In some cases, multiple models trained offline were loaded as datasets and inference combined these multiple models to create more precise solutions. Over time, Code competitions have become more refined. Some of them will only expose a few rows from the test set and not reveal the size of the real test set used for the public or future private test set. Therefore, Kagglers have to resort to clever probing techniques to estimate the limitations that might be incurred while running the final, private test set, to avoid a case where their code will fail due to surpassing memory or runtime limits.
Currently, there are also Code competitions that, after the active part of the competition (i.e., when competitors are allowed to continue to refine their solutions) ends, will not publish the private score, but will rerun the code with several new sets of test data, and reevaluate the setwo selected solutions against these new datasets, which have never been seen before. Some of these competitions are about the stock market, cryptocurrency valuation, or credit performance predictions and they use real data. The evolution of Code competitions ran in parallel with the evolution of available computational resources on the platform, to provide users with the required computational power.

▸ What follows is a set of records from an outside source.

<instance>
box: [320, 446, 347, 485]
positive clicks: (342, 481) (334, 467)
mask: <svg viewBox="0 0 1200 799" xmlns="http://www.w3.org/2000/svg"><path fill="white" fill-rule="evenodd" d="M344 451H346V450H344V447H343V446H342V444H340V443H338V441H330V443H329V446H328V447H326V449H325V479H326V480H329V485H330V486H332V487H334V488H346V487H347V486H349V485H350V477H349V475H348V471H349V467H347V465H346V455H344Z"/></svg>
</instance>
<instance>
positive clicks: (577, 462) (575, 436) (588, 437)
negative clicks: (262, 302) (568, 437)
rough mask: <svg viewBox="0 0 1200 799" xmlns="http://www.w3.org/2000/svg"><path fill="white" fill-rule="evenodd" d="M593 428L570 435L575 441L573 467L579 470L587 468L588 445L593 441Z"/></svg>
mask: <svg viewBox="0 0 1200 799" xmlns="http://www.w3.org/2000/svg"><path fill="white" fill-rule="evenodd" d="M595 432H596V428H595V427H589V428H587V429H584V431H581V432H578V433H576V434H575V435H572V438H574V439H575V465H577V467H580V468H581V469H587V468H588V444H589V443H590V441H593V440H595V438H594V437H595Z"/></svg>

Some of the competitions (most notably the Featured competitions and the Research competitions) grant ranking points and medals to the participants. Ranking points are used to calculate the relative position of Kagglers in the general leaderboard of the platform. The formula to calculate the ranking points awarded for a competition hasn’t changed since May 2015:
Figure 1.2: Formula for calculating ranking points
The number of points decreases with the square root of the number of teammates in the current competition team. More points are awarded for competitions with a larger number of teams. The number of points will also decrease over time, to keep the ranking up to date and competitive.
Medals are counted to get a promotion in the Kaggle progression system for competitions. Medals for competitions are obtained based on the position at the top of the competition leaderboard. The actual system is a bit more complicated but, generally, the top 10% will get a bronze medal, the top 5% will get a silver medal, and the top 1% will get a gold medal. The actual number of medals granted will be larger with an increased number of participants, but this is the basic principle.
With two bronze medals, you reach the Competition Expert tier. With two silver medals and one gold medal, you reach the Competition Master tier. And with one Solo gold medal (i.e., you obtained this medal without teaming up with others) and a total of five gold medals, you reach the most valuable Kaggle tier: the Competition Grandmaster. Currently, at the time of preparing this book, among the over 12 million users on Kaggle, there are 280 Kaggle Competition Grandmasters and 1,936 Masters.
The ranking system adds points depending on the position of users in the leaderboard, which grants ranking points. The points are not permanent, and, as we can see from Figure 1.2, there is a quite complex formula for points decreasing. If you do not continue to compete and get new points, your points will decrease quite fast and the only thing that will remind you of your past glory is the maximum rank you reached in the past. However, once you achieve a medal, you will always have that medal in your profile, even if your ranking position changes or your points decrease over time.